On the east side of Steven’s Pass, before you get to the more popular hiking destinations around Leavenworth, you pass an area of the Alpine Lakes Wilderness called Nason Ridge. The prime attraction of Nason Ridge is Merritt Lake. In the summer it’s a short, buggy, overcrowded day hike but in the winter, as long as you can drive to the trailhead, it’s a halfway enjoyable snowshoe outing. Above Merritt Lake to the west is am aptly named substantial lump of rock called Mount Mastiff and there is a semi-popular traverse that links it together with the nearby Mount Howard and Rock Mountain. The best way to do this trip involves a car shuttle between to trailhead so, being alone, I opted to cut Rock Mountain out of the mix and return from Howard to the Merritt Lake trailhead. I am aware of exactly how pedestrian all of this sounds; oh look at me I planned a hike! But in order to understand what went wrong you have to understand my intended route.

Nason ridge

Red is intended route, blue is actual route as it differs.


The essence of what followed was that I never found the Nason Ridge trail. The snow was classic mid-spring, forest floor hard pack and if there were any bootprints I didn’t see them (more on that later). So down Crescent Creek I went, becoming increasingly concerned that I had yet to see any indication of a trail. In the muddy hollows the mosquitos were already vicious. At some point my pocket zipper opened of its own accord and my map was lost. I had about two lines of a random U2 song running on repeat in my head: “You say love is a temple, love the higher law, you ask me to enter but then you make me crawl…” I like that song and still I wanted to rip Bono’s goddamn head off.

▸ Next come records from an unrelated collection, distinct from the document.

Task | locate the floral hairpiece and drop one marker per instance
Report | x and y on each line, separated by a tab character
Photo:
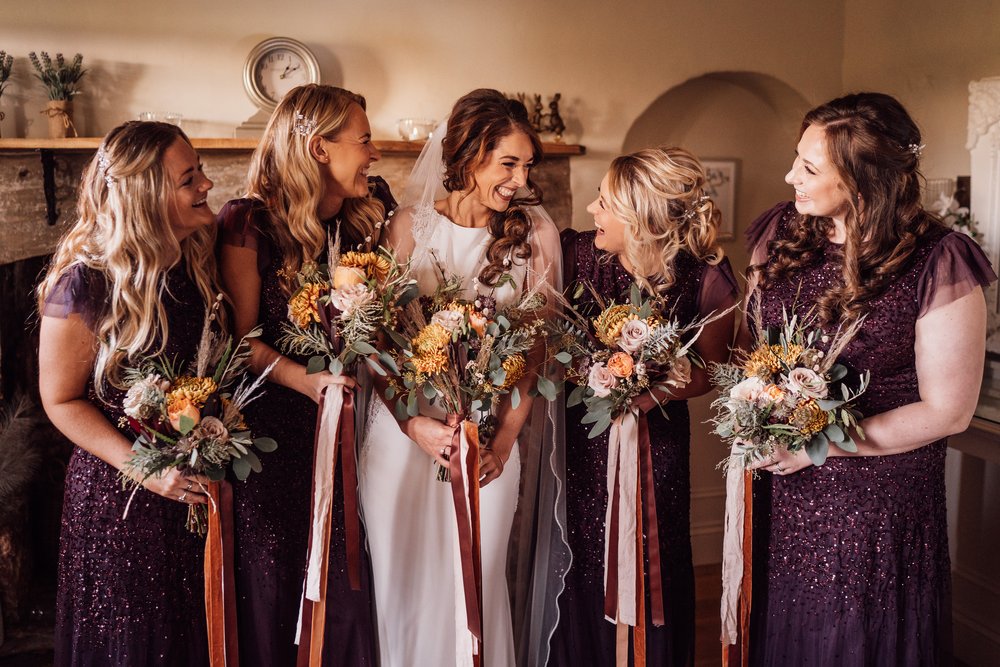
304	126
102	167
693	211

Sometime before I lost the map I had actually realized my mistake and had begun to traverse, hoping to intersect the Merritt Lake trail somewhere below where I had originally intended to. At one point I passed though a heavily forested, and therefore snowy, section and although I didn’t see my bootprints from the way up I could not be sure I had not passed them by mistake. Sometime later I reached an old logging slash; none of the terrain east looked familiar but several thousand feet below me Hwy 2 wound along next to Nason Creek. I wasn’t sure where I was in relation to any trail, without a map my chance of going back and finding the Nason Ridge trail was miniscule, and I sure as hell wasn’t going to retrace my steps back up to Mount Howard. After about ten minutes of pondering my options my decision was simple: Fuck it, the road’s right there, downhill all the way.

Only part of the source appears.